AnticoagulantsArcoxia® should not be given at the same time as anticoagulants or preparations of the same class of active ingredients (e.g. diclofenac / indometacin / piroxicam /Ibuprofen). In particular, when Marcumar® is administered at the same time, it should be taken into account that the blood-thinning effect of Marcumar® is increased. The effect of antihypertensive drugs (ACE inhibitors, beta blockers, diuretics) can be weakened.
Arcoxia shows interactions with the contraceptive pill. Since Arcoxia affects several enzymes of the liver metabolism, the contraceptive effect of the pill may be weakened. Even more important is another interaction: both Arcoxia and the pill increase the risk of thrombosis.
Taking both drugs at the same time is therefore potentially dangerous. This is especially true if there are other risk factors such as smoking, overweight or immobilization. The simultaneous intake of medication and alcohol is a problematic issue.
Alcohol enhances or weakens the effect of most medicines. Taking Arcoxia® over a longer period of time increases the risk of stomach ulcers. These ulcers can under certain circumstances cause life-threatening gastrointestinal bleeding.
These bleedings can be massively increased by the regular consumption of alcohol, as it has blood-thinning properties. In addition, regular alcohol consumption, especially in combination with other risk factors such as obesity or smoking, increases the risk of suffering a heart attack or thrombosis.
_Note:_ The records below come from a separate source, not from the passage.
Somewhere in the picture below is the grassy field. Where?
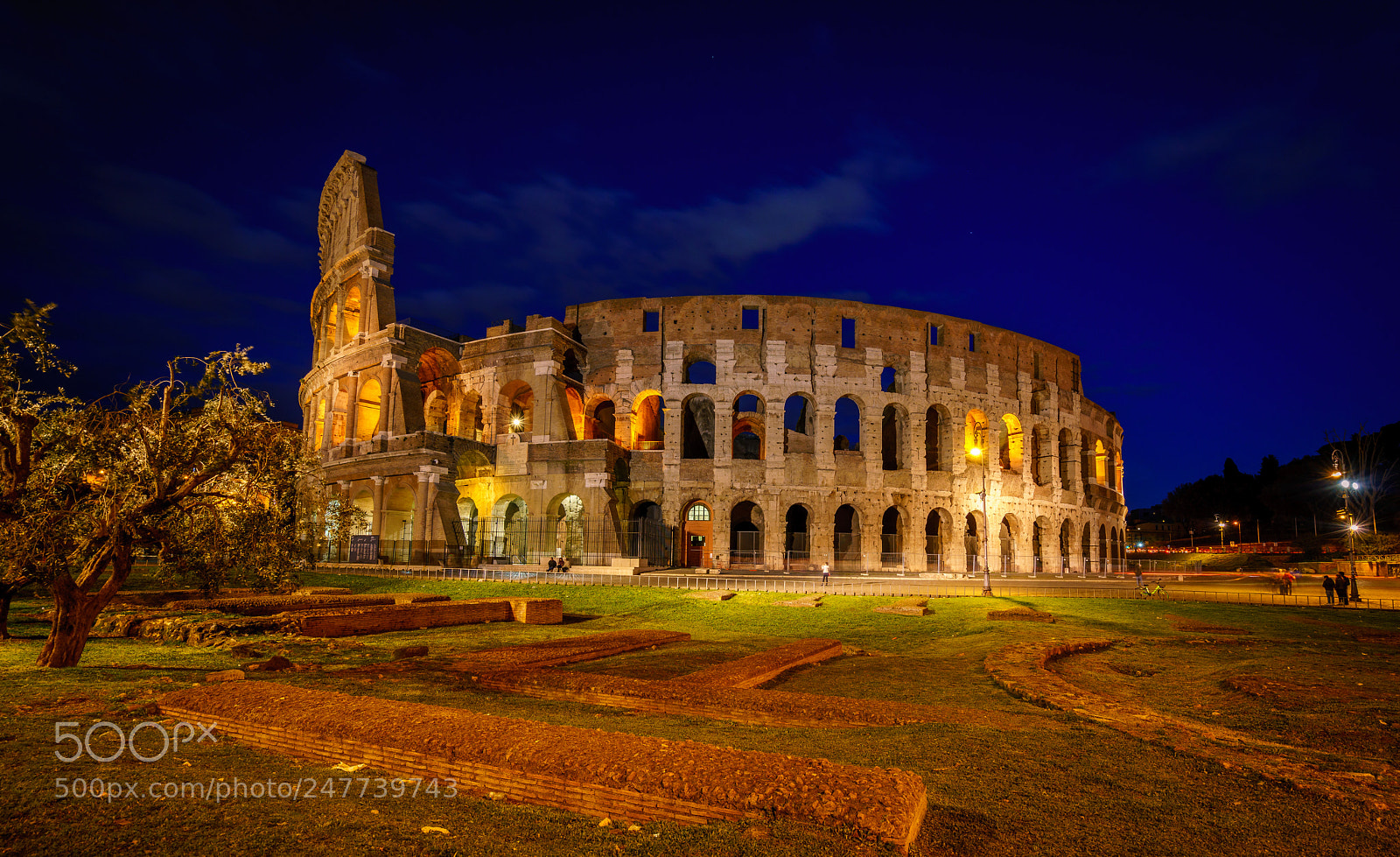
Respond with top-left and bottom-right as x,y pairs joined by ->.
0,575 -> 1400,855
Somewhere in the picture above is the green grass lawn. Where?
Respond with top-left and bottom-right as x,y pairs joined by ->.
0,574 -> 1400,855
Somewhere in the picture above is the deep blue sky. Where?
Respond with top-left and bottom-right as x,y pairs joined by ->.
0,3 -> 1400,507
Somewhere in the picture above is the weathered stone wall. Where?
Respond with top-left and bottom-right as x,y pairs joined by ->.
303,151 -> 1125,574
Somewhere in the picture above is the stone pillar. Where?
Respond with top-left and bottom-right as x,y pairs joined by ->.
346,373 -> 358,449
369,476 -> 383,537
812,404 -> 836,489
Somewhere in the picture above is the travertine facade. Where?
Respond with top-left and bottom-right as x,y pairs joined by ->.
301,152 -> 1125,574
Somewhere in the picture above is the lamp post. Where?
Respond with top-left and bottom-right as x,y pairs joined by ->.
968,446 -> 991,595
1332,449 -> 1361,602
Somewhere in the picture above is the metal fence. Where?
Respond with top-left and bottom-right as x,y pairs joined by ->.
310,516 -> 675,568
320,565 -> 1400,610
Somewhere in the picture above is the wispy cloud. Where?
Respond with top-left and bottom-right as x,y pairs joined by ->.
95,166 -> 313,266
395,152 -> 922,324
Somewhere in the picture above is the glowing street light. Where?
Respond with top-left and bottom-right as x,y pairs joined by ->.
968,446 -> 991,595
1332,449 -> 1361,602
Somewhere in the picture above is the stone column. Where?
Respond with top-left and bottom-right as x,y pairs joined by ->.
369,476 -> 383,537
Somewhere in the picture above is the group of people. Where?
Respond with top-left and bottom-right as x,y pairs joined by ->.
1321,568 -> 1361,607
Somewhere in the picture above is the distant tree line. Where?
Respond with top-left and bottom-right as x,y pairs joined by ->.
1130,423 -> 1400,551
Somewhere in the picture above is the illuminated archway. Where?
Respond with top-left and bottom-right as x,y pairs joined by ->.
354,378 -> 381,441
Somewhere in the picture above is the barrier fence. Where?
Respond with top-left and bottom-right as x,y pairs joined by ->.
320,565 -> 1400,610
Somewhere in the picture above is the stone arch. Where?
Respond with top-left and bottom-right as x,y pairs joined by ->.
585,397 -> 618,439
486,495 -> 529,563
564,387 -> 584,439
879,404 -> 908,470
831,397 -> 863,451
350,488 -> 374,535
730,500 -> 763,565
782,502 -> 812,567
879,366 -> 905,394
1001,413 -> 1025,474
423,390 -> 446,434
831,502 -> 861,572
495,381 -> 535,434
311,395 -> 326,449
632,390 -> 667,449
879,504 -> 908,567
1060,429 -> 1074,490
354,378 -> 382,441
681,500 -> 714,568
997,512 -> 1020,574
340,285 -> 362,341
924,509 -> 952,572
782,394 -> 816,453
381,486 -> 416,542
331,383 -> 350,446
544,491 -> 585,563
627,500 -> 670,565
924,404 -> 950,470
1031,425 -> 1050,484
963,408 -> 989,460
730,390 -> 767,460
450,390 -> 486,441
683,357 -> 716,383
457,495 -> 480,556
560,348 -> 584,383
320,301 -> 340,359
1031,516 -> 1053,574
963,511 -> 984,574
681,394 -> 714,458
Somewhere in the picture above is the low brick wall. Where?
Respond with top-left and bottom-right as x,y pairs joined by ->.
452,630 -> 690,673
301,598 -> 564,637
478,670 -> 940,729
159,682 -> 928,850
670,637 -> 842,687
165,593 -> 450,616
Diseases of the cardiovascular system are also serious side effects while taking Arcoxia®.
The risk for such a disease increases significantly with alcohol consumption while taking Arcoxia®. Alcohol not only puts a strain on the heart and circulation, but also on the liver, as it metabolizes the alcohol. In some cases Arcoxia® also causes liver damage or restricts liver function. Again, when alcohol and Arcoxia® are taken at the same time, a double burden is placed on the body. It is therefore advisable to avoid alcohol as far as possible during therapy with Arcoxia® or similar drugs.
Since Arcoxia has several areas of application, there are many alternatives. In a specific case, it is therefore worth discussing the alternatives with the doctor treating the patient. The pain-relieving and anti-inflammatory effect is also shown by other NSAIDs to a very similar extent.
These include ASS, ibuprofen or diclofenac. A change can therefore be worthwhile, especially in the case of intolerances. For diseases such as rheumatoid arthritis or arthosis, there are also physical or even surgical therapies. Both can of course also be combined with Arcoxia.
You must not take Arcoxia® if you
- Are or will become pregnant (use alternatives such as paracetamol)
- Have already had an allergic reaction to one of the ingredients of Arcoxia
- Have already once had an allergic reaction to a drug from the drug group “sulfonamides” (used as antibiotics for cystitis, among other things). – allergic reactions such as skin rashes, swelling, itching or shortness of breath have occurred after taking Aspirin® or other non-steroidal anti-inflammatory drugs (NSAIDs) such as ibuprofen
- Suffer from inflammatory bowel diseases (e.g. Crohn’s disease)
- Have a stomach ulcer and/or duodenal ulcer
- Have severe disorders of the liver and kidney
- Have a very severe heart failure (decompensated heart failure)
During pregnancy, the use of medication must always be carefully considered. Many active substances can harm the unborn child.
Arcoxia® should not be taken during pregnancy because the drug inhibits the production of endogenous substances which, among other things, maintain the oxygen supply of the baby in the womb. It is also not recommended to take Arcoxia® during breastfeeding.